I was so honored to be invited to teach a cooking lesson with the Hawaiian Civic Club in Utah. The lady saw my steamed buns post on IG, so that’s how we got connected! Here are the Char-Siu Steam Buns (Manapua) recipes for doughs and fillings!
我上個禮拜很榮幸被邀請去教烹飪課!是一群住在猶他州的夏威夷人的社團!他們的負責人看到我的IG之前Po的包子,所以就找我去教大家。跟他們一起對話讓我想起了夏威夷~ 下面是叉燒包的作法!
Recipe for the Milky dough for the buns:
Ingredients: Makes about 12-15 big buns
- 1 cup Milk
- 1/3 cup water
- 3 Tbsp Cooking Oil
- 4 Cup Flour (Bread flour will be the best or all purpose flour)
- 1/3 Cup Sugar
- 1 Tbsp Yeast
- 1 Tbsp baking powder
How To:
- Use a glass measuring cup to measure the milk and water (You can use all milk to make it creamier) and put the measured glass cup into a microwave oven to heat up around 30~45 seconds to slightly warm. (don’t make it too hot, otherwise, the yeast will not work) Add in sugar and yeast. Stir and set aside.
- Take a big mixing bowl or use the Stand Mixer’s mixing bowl. Add in all the rest of ingredients in the mixing bowl. Then, add in the yeast sugar liquid mix to the mixing bowl. If you don’t have a stand mixer, use your hands to knead to all well mixed. Use the Stand Mixer to mix the ingredients till its all well mixed and then mix for anther 10-15 minutes.
- Use Saran wrap to seal the top of the mixing bowl and let it rise for 1 hour or the dough is double sized! ( do not over rise the dough, or it will taste sour ant not fresh)
麵糰材料:(約可做12-15個大包子或饅頭)
- 1 杯 (烘焙量杯)牛奶
- 1/3 杯 水
- 3 大匙 油
- 4 杯 麵粉 (高筋麵粉最好或是中筋)
- 1/3 杯 糖
- 1 大匙 酵母
- 1 大匙 泡打粉
作法:
- 用一個玻璃量杯量好牛奶和水(如果要全部用牛奶更香醇),放進微波爐加熱 30 ~45 秒至微溫(太熱會把酵母菌殺死),加入酵母和糖攪拌靜置讓它發酵
- 用一個大的攪拌盆 (或是直立式攪拌機的攪拌盆)加入全部的材料,再把剛剛調好的發酵液一起拌入 (如果是住在猶他這種乾燥的地方,如果攪拌過程覺得太乾,可以斟酌加一點水分)
- 用手 或是 直立式攪拌機 攪拌均勻到完全不沾手和盆子,建議用攪拌機多攪拌多10~15分鐘讓它出筋
- 用保鮮膜覆蓋,靜置發酵一小時或是兩倍大!(注意不要超過發酵,不然會發酸)
Char-Siu filling:
Ingredients and way of making.
- Take about 1 lbs of cooked Char-Siu BBQ pork and cut it into small pieces.
- Use the left over marinate juice( or just take more of the Char-Siu sauce and add a bit more water) and Hoisin Sauce about 1/4 cup, water 1/3 cup, Oyster sauce 2 TBS and Soy sauce 3 TBS, and Sugar 2 TBS. (the measurement is just suggestion, you can add more if you like)
- Take a pot or pan and heat up.

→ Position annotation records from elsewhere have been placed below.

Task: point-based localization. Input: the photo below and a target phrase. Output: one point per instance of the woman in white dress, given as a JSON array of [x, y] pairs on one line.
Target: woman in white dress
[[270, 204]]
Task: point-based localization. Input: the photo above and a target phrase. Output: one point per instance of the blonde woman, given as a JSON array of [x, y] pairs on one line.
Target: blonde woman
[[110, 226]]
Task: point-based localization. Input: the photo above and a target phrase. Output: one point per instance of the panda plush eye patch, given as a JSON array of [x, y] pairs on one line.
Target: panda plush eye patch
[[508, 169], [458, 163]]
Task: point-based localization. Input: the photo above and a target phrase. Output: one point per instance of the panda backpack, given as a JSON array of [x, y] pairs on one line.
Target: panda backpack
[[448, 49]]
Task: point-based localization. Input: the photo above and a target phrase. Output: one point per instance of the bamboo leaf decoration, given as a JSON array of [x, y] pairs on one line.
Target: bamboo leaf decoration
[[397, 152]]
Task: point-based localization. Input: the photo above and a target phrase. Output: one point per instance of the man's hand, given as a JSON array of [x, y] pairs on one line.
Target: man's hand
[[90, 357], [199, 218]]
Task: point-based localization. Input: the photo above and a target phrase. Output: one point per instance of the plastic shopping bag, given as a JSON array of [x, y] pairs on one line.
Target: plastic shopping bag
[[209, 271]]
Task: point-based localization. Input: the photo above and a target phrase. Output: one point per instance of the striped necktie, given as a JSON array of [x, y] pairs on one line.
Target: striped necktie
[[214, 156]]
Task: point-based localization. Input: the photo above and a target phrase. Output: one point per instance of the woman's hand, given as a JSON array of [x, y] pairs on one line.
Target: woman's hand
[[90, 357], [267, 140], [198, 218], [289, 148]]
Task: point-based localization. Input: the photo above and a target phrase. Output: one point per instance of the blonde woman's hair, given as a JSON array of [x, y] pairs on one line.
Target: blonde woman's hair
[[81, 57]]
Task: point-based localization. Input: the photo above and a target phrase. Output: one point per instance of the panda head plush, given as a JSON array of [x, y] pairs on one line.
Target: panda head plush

Add a bit of oil. Stir fried the chopped Char-Siu BBQ pork. Add in all the sauce and seasoning. Mix it and cook it on the stove when bubbling.
- Dissolve 3-4 TBS of Corn Starch with half cup of water in a bowl. Then, slowly add into the pot and stir to thicken the filling. (if the filling is still watery, add more dissolved cornstarch water mix…. If the filling is too thick, add a bit more water)
叉燒內餡 食譜和做法:
- 拿一磅叉燒肉切成小丁 (叉燒肉做法)
- 用之前醃叉燒肉剩下的醃料 (或是拿一些叉燒醬對一點水),還有1/4 杯的海鮮醬,1/3 杯的水,兩大匙的蠔油,三大匙醬油,糖兩大匙 (這些比例只是建議,可以增加一個人口味!)
- 取一個鍋子加熱,鍋熱加入一點油,把切好的叉燒肉和以上的醬料一起拌炒,直到冒泡泡的時候,轉中小火
- 取一個碗加入3~4大匙玉米粉,對半杯的水調勻,慢慢倒入鍋內攪拌,內餡會越來越濃,如果還是太水,可以在調一些玉米水少量加入拌煮至成團型,太硬就加點水使之軟化!
You can just wrap up the filling with dough in anyway you like. As long as your dough is totally closed up, and the filling stays inside the dough when it get steamed! Make sure you have cut out small pieces of parchment paper to put under buns individually before steaming. Steam with boiling water for 15-20 minutes. P.S. if your doughs are not perfectly raised yet, putting the uncooked buns to steam while that water is still heating up will help it rise better)
你可以隨便要包什麼樣子、形狀都可以,但是一定麵團要包好不要露餡了!要放上蒸籠之前,把烘焙紙剪可以墊著一個包子的大小再拿去蒸。不然會黏鍋!通常是在水滾大火蒸15~20分鐘。但是如果麵團發的不是完全好,可以在水煮滾之前就上蒸鍋可以蒸,大火滾在蒸15~20分鐘!